But what does that even mean?  What is mammon, precisely?  Mammon is avarice, an excessive love for money that treats money as a false god.  We don’t have to tax our imaginations too much to see what mammon might look like today.  It could be spending too many hours at work and not seeing your children grow up.  It could be a covetous desire for the very latest gadget, or the biggest flat-screen television, or the car with all the bells and whistles.  Money, career, gadgets, cars … none of these things are evil in themselves.  When we turn them into a goal that surpasses God such that they become gods in themselves, then we are serving mammon – our lives our way out of whack.

And usually when things are this far out of whack, someone is paying the price.  It could be our families who are growing up not only with a basically absent parent, but also a skewed idea of what is really important in life.  Or maybe we desire clothing or other goods at the very cheapest prices such that the cost is someone in a foreign land – perhaps even a child – working in a sweatshop hours on end for very little pay so that we can have them.  Our desire for all the shiny gadgets may come at the cost of what they do to the environment, or at the cost of feeding the poor.  Mammon creeps its way into our lives so easily, and we cannot serve both God and mammon.

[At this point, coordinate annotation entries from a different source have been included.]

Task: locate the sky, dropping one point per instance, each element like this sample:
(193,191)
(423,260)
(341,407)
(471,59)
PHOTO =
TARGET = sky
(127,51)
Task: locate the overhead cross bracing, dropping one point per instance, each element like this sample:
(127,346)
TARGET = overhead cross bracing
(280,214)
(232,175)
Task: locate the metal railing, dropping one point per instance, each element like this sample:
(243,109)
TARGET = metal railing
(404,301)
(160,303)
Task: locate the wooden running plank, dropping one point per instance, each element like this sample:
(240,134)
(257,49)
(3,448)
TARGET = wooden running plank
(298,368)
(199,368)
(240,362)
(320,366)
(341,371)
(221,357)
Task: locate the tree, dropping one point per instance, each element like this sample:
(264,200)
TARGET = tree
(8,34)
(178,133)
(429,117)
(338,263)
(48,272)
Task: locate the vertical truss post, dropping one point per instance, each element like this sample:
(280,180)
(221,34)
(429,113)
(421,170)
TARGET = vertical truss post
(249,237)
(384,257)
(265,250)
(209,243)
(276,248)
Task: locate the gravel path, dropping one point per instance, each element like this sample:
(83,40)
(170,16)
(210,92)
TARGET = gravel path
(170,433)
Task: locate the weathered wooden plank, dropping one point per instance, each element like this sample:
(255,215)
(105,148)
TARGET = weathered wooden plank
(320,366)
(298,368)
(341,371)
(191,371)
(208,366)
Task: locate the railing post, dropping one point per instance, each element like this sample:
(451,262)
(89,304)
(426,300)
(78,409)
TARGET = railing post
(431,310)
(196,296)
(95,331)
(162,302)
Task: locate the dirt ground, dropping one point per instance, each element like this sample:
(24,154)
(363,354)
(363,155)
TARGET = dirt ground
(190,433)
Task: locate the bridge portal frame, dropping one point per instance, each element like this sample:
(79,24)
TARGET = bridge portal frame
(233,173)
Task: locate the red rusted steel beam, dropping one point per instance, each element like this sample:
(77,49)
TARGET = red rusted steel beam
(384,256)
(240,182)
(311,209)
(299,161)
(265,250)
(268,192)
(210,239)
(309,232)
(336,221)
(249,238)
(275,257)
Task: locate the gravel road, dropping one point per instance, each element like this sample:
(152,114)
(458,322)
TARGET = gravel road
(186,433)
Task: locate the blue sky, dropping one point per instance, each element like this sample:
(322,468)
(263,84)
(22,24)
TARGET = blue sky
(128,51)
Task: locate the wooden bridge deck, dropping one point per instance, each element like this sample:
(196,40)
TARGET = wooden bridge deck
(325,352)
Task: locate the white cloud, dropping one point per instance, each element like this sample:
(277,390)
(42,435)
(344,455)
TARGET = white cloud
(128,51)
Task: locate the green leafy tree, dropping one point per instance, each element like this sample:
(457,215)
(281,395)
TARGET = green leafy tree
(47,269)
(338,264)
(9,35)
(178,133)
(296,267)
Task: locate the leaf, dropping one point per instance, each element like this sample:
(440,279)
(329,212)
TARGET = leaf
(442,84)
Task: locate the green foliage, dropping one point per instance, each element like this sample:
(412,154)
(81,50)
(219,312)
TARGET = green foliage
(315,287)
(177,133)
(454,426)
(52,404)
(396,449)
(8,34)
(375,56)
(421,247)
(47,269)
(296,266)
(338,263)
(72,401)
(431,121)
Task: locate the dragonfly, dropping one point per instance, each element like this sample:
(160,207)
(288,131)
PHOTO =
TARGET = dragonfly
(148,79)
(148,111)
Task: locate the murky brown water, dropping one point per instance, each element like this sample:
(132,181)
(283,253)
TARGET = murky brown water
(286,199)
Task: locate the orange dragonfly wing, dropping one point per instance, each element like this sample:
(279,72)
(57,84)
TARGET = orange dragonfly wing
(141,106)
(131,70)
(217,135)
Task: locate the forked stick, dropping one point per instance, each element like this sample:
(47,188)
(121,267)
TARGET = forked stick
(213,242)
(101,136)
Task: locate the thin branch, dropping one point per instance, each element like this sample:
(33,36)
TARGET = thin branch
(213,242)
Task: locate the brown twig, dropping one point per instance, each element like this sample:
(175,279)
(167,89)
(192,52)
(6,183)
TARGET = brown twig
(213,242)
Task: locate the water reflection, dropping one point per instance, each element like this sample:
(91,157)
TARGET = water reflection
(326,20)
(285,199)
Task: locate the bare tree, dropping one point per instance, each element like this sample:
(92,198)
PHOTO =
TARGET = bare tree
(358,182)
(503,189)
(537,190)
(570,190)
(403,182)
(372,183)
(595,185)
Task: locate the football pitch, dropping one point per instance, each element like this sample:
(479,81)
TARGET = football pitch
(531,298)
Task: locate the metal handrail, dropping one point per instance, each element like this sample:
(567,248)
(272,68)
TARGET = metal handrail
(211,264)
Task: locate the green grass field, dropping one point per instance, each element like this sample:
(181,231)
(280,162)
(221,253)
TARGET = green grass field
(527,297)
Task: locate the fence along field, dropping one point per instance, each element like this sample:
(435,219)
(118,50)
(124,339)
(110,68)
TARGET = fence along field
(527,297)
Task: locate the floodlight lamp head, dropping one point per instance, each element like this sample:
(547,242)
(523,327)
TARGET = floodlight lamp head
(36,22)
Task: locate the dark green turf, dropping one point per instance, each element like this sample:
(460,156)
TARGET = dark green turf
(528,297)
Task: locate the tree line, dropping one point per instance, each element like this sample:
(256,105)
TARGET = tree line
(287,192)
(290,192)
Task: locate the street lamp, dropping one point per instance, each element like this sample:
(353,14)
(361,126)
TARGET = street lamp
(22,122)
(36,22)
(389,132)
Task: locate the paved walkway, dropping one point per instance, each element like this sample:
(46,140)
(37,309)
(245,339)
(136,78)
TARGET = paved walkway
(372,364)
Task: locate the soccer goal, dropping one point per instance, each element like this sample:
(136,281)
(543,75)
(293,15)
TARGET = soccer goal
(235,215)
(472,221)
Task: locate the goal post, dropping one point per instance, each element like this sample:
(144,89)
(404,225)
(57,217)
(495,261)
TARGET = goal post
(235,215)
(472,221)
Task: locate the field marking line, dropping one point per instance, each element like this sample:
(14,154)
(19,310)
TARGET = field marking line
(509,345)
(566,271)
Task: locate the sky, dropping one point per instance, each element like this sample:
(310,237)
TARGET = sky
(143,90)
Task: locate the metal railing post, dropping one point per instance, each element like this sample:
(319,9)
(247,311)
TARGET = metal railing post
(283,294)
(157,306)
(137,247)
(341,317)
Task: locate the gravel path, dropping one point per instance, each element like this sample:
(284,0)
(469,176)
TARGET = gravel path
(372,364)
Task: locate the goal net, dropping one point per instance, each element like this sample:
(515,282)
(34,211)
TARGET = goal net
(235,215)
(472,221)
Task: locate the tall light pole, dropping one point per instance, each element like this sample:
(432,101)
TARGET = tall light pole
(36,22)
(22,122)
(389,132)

So if we’re just here in church for the hour, and we cannot wait to get out of here and get to Best Buy, then we’re as bad as the people trampling the needy in our first reading.  If we leave this place and forget what we’ve been taught, quickly returning to unjust business practices on Monday morning, then we are serving mammon, not God.

The Catholic image of worship and prayer is summed up in the Latin phrase lex orandi, lex credendi, which loosely-translated means “what we pray, we believe.”  So our vision of worship is that it doesn’t stop when we say “Amen” – our worship goes on into our daily lives.  In fact, when we say, “Go in peace to love and serve the Lord” our worship has only just begun, because we only truly worship God when we live the Gospel and put our money where our mouth is.